Wednesday, December 2, 2015

Music Wants Its Slap Back

Music Wants Its Slap Back

While tunes like Sly & the Family Stone’s classic “Thank You” have inspired legions of slappers and changed the world of bass, the technique that was invented to enhance the groove by simulating drums unfortunately often ends up diluting it.

 
Slapping. For the first 10 years of my bass playing life, I swore I would never do it. (I also swore I would never play a 5-string bass.) I enjoyed listening to slapping now and then, but in general, I thought it was annoying. And I know I’m not the only one who has ever had this aversion to slap bass. A nationally known guitarist I was on the road with for three years said that hearing an unplugged bass slapped in the dressing room before a show was his least favorite sound on earth—beating out nails on a chalkboard or a fire alarm at the mall. Ouch.



I just recently returned from NAMM. The show is filled with all kinds of sights and sounds, but it seems that the most prevalent one echoing through the Anaheim Convention Center’s giant halls every year is the sound of hundreds of basses being slapped. I totally understand that it’s hard to assess the quality and musicality of a bass by playing a tender ballad at moderate volume when you have a Latin percussionist feverishly playing a loud set of congas in a booth on one side of you, and a crazy slapping bassist on the other. But, the solution is not speed slapping.

Most of the slapping heard at NAMM isn’t the laid-back style we know from players like Louis Johnson, but rather an onslaught of notes coming at you like several rounds being fired from a machine gun. It is exceptionally unmusical in most cases, and in almost every case, it’s out of time, not grooving, and certainly not head-bob inducing at all. The strange thing is that many of these guys attract a crowd of people to watch them sweat while trying to rip out as many notes as humanly possible from a bass.

Meanwhile, some of the most legendary bassists on earth roam the halls like mere mortals, completely approachable and more than willing to talk music with you in most cases. When I left the convention floor on the first day of the show this year to wait outside for my Uber driver, Darryl Jones from the Rolling Stones was standing right next to me. Nobody recognized him. No crowd was gathered around him. Apparently he was safe because he wasn’t busy machine-gun slapping his bass. This is the guy who has implied in interviews that he doesn’t have “music-store chops.” I doubt that’s true, but point well taken. Most of us song guys [check out “The Song Guys”] are either unable to, or will not do the kind of slapping the NAMM-convention slappers practice.

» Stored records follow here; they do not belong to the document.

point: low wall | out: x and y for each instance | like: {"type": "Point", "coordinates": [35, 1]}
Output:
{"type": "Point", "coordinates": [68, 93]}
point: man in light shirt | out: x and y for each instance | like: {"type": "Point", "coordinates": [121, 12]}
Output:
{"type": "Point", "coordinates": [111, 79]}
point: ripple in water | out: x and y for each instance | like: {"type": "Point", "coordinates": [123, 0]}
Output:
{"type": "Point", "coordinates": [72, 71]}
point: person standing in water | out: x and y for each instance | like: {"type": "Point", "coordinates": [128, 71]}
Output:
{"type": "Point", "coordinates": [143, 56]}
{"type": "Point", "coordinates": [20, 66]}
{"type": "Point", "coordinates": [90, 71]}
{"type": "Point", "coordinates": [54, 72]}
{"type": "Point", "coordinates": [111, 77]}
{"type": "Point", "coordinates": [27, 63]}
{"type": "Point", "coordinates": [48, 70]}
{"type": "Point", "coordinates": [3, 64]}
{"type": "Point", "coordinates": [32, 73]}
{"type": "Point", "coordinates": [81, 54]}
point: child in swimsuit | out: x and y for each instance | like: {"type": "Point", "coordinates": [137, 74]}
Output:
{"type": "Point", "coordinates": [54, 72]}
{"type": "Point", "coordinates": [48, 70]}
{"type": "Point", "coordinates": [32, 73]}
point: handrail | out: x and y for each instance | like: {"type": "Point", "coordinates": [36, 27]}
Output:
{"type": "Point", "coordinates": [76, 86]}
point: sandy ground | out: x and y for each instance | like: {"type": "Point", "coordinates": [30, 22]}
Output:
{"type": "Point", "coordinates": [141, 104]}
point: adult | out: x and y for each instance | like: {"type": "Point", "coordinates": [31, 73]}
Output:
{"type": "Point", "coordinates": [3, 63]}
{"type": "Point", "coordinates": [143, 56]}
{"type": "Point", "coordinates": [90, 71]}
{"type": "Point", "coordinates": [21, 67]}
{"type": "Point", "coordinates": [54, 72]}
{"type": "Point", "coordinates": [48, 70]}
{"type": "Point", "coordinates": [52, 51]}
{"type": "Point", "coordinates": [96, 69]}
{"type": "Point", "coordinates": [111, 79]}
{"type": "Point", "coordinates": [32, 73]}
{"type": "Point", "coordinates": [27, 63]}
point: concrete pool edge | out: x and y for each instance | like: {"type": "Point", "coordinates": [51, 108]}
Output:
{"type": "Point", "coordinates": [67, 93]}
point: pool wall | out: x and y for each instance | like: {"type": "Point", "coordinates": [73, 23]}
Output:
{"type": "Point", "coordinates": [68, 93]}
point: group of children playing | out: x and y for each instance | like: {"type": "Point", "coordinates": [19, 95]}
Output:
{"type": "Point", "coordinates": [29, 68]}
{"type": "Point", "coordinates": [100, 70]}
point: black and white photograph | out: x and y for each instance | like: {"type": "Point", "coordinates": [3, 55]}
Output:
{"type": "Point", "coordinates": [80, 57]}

If the loudest, most-out-front technique of your bass-playing vocabulary is on point, maybe people will think your core skills
are equally impressive?

You know that person at your local gym who has bulging biceps, but also chicken legs and an out-of-shape core? This is the guy who thinks that if the muscle people see first and most often is in shape, maybe they’ll think that the rest of his fitness level is at an equally advanced level. (I think you know where I’m going with this.) If the loudest, most-out-front technique of your bass-playing vocabulary is on point, maybe people will think your core skills are equally impressive? Speed slapping is often a cover-up for not being able to play in a slow and simple manner to achieve the same perceivably “impressive” result.

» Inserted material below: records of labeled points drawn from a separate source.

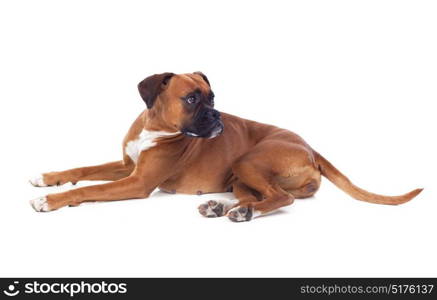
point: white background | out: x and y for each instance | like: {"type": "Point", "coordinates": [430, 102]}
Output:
{"type": "Point", "coordinates": [356, 79]}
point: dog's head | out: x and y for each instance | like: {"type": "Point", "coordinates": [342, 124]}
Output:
{"type": "Point", "coordinates": [183, 102]}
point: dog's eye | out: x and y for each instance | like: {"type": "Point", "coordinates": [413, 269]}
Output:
{"type": "Point", "coordinates": [191, 99]}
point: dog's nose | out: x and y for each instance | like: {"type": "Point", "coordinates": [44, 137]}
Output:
{"type": "Point", "coordinates": [211, 114]}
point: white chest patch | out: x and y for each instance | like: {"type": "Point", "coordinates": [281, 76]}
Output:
{"type": "Point", "coordinates": [146, 140]}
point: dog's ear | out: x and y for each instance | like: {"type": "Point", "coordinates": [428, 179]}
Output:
{"type": "Point", "coordinates": [150, 87]}
{"type": "Point", "coordinates": [203, 76]}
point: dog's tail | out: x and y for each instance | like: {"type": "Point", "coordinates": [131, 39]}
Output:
{"type": "Point", "coordinates": [343, 183]}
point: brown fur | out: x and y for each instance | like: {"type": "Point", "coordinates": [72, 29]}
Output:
{"type": "Point", "coordinates": [265, 166]}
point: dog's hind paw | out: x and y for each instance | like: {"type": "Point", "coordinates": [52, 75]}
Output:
{"type": "Point", "coordinates": [212, 209]}
{"type": "Point", "coordinates": [242, 214]}
{"type": "Point", "coordinates": [38, 181]}
{"type": "Point", "coordinates": [40, 204]}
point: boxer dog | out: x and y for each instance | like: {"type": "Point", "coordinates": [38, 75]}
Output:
{"type": "Point", "coordinates": [181, 144]}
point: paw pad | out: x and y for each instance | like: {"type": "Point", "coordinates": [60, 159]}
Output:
{"type": "Point", "coordinates": [240, 214]}
{"type": "Point", "coordinates": [212, 209]}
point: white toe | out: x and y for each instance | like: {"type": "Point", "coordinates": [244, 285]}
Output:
{"type": "Point", "coordinates": [38, 181]}
{"type": "Point", "coordinates": [40, 204]}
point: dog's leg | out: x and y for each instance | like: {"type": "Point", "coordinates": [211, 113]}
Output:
{"type": "Point", "coordinates": [272, 169]}
{"type": "Point", "coordinates": [139, 184]}
{"type": "Point", "coordinates": [109, 171]}
{"type": "Point", "coordinates": [219, 208]}
{"type": "Point", "coordinates": [132, 187]}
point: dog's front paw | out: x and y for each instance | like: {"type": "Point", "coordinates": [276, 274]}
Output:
{"type": "Point", "coordinates": [241, 214]}
{"type": "Point", "coordinates": [38, 181]}
{"type": "Point", "coordinates": [40, 204]}
{"type": "Point", "coordinates": [212, 209]}
{"type": "Point", "coordinates": [217, 208]}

I shouldn’t just complain about the unmusicality of slapping in modern society without offering some kind of solution. For us to reclaim slap bass in the name of music,we have to revisit the basics. To quote Swedish bass great Jonas Hellborg, “There should be pauses in your phrases. The heaviest funk bassist is the one who can stand on one note in every second measure and make it swing like hell. Work up a good technique but use it sparingly.” There is a lot of truth to that statement. The ferocious attack of the thumb followed by silence makes the next attack of the thumb so much funkier and heavier in the process.

I now have a confession to make: I like to slap. When I slap, the note hits me in the gut instead of simply vibrating it, and it just leaps out of my speaker. When I have brand-new strings, I can hear every single overtone of my instrument like I would when playing a bass note on a grand piano. When I pop a note on the 1st string, I can cut through the rest of the band to make a huge statement. When I sit at home at night and just play without plugging in, I often slap because I can really hear the lines and the tonality of the wood.

I like to slap so much that I’m going to use next month’s column as a lesson in back-to-basics slap bass. There are plenty of instructional books and videos on the topic, but I have some personal-favorite exercises to develop a clean, simple approach for those who already play, but can’t seem to fit slap bass into a song properly.
By the way, now I also play a 5-string bass 90 percent of the time. The 15-year-old me would be disappointed on several levels.